The Reserve Bank of India (RBI) has announced significant relief measures for banks and financial institutions involved in project financing, particularly in the infrastructure and commercial real estate (CRE) sectors. The central bank has reduced the provisioning requirements and allowed greater flexibility in project deadline extensions, aimed at improving credit flow and easing the financial burden on lenders.
🔍 Key Highlights of the New Norms
Lower Provisioning:
Banks must now set aside only 1% for under-construction infrastructure projects and 1.25% for commercial real estate projects. This is a major cut from the previously proposed 5% in RBI's earlier draft.
Deadline Extensions Without Reclassification:
Banks can now extend the Commercial Operation Date (COD) by up to:
3 years for infrastructure projects
2 years for non-infrastructure projects
without classifying them as restructured or stressed assets.
Effective Date:
These revised norms will be applicable from October 1, 2025 and will not impact projects sanctioned prior to this date.
Market Response:
Following the announcement, shares of key project financiers like REC and PFC surged by up to 4%, reflecting positive market sentiment.
🗣️ RBI’s Rationale
The central bank said the changes were made to "align provisioning practices with actual risk" while continuing to ensure prudential lending standards. The move is expected to bolster long-term project funding without inflating banks’ capital burden.
“This policy is part of RBI's broader efforts to support infrastructure growth and ensure smoother implementation of large-scale projects,” said experts from the banking industry.
✅ Frequently Asked Questions (FAQs)
Q1. What are the new RBI norms for project loan provisioning?
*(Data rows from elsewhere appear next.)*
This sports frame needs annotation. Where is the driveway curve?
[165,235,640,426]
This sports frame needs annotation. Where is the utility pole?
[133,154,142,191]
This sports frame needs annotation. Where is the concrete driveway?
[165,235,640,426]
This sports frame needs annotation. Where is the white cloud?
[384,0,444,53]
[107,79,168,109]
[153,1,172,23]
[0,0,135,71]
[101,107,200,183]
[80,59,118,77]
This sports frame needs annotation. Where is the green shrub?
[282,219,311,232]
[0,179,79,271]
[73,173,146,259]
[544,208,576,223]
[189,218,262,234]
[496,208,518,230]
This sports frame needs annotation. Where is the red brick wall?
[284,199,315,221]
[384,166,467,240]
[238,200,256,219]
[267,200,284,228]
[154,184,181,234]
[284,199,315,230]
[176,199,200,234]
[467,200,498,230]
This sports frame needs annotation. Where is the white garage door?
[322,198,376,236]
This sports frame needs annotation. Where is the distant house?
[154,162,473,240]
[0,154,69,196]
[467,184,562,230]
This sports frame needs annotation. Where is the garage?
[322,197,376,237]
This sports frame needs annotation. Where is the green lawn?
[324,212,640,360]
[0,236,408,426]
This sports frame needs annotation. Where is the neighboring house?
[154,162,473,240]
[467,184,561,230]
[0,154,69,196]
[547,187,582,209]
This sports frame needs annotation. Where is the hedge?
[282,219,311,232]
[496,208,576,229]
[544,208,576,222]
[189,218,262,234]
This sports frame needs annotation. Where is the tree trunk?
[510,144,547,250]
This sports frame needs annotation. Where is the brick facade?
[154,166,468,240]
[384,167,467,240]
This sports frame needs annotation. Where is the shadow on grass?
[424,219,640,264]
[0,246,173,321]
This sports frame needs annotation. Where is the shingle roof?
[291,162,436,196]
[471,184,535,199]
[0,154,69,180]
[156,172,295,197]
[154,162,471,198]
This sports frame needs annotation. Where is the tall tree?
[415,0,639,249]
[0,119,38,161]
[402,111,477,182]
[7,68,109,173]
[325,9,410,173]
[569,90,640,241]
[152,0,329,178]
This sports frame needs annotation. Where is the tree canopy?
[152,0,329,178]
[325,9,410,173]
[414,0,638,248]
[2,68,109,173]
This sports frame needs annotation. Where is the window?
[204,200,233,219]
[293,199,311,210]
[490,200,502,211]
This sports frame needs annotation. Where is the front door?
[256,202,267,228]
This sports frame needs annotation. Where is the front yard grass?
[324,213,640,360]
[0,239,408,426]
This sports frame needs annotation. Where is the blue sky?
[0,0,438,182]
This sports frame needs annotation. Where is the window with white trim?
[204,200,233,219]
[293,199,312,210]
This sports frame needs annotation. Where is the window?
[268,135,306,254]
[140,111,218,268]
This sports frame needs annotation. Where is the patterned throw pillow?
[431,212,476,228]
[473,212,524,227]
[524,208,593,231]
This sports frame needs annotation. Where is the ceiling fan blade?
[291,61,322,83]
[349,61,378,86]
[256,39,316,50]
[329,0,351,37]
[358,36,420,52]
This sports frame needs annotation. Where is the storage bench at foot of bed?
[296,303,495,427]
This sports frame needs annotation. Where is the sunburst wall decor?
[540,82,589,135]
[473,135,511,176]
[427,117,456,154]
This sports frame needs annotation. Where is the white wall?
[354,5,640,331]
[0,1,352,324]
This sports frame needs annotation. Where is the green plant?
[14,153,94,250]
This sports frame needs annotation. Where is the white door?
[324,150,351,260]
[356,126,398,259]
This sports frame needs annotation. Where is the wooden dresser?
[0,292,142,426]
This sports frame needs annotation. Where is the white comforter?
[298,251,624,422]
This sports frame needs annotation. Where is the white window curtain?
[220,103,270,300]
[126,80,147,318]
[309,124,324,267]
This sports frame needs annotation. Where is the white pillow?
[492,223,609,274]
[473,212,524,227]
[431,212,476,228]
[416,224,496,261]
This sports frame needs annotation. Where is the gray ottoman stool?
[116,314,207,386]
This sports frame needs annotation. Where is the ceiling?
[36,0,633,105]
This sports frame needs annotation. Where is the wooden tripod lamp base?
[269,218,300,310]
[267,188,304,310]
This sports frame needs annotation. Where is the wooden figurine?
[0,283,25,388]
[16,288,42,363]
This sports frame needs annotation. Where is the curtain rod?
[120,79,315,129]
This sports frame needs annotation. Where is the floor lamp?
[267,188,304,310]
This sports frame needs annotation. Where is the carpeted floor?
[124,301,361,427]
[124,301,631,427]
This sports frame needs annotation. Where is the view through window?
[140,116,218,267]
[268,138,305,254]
RBI has reduced the standard provisioning requirement to 1% for infrastructure projects and 1.25% for commercial real estate (CRE) loans, effective October 1, 2025.
Q2. Who will benefit from these relaxed norms?
Banks, NBFCs, and project financiers such as REC and PFC stand to benefit through lower capital requirements and improved liquidity.
Q3. Are the new norms applicable to old or ongoing projects?
No. The revised norms will only apply to new loans sanctioned on or after October 1, 2025. Ongoing projects will continue under the existing rules.
Q4. Has the RBI allowed deadline extensions for delayed projects?
Yes. RBI now allows deadline extensions of up to 3 years for infrastructure projects and 2 years for non-infrastructure projects without classifying them as restructured assets.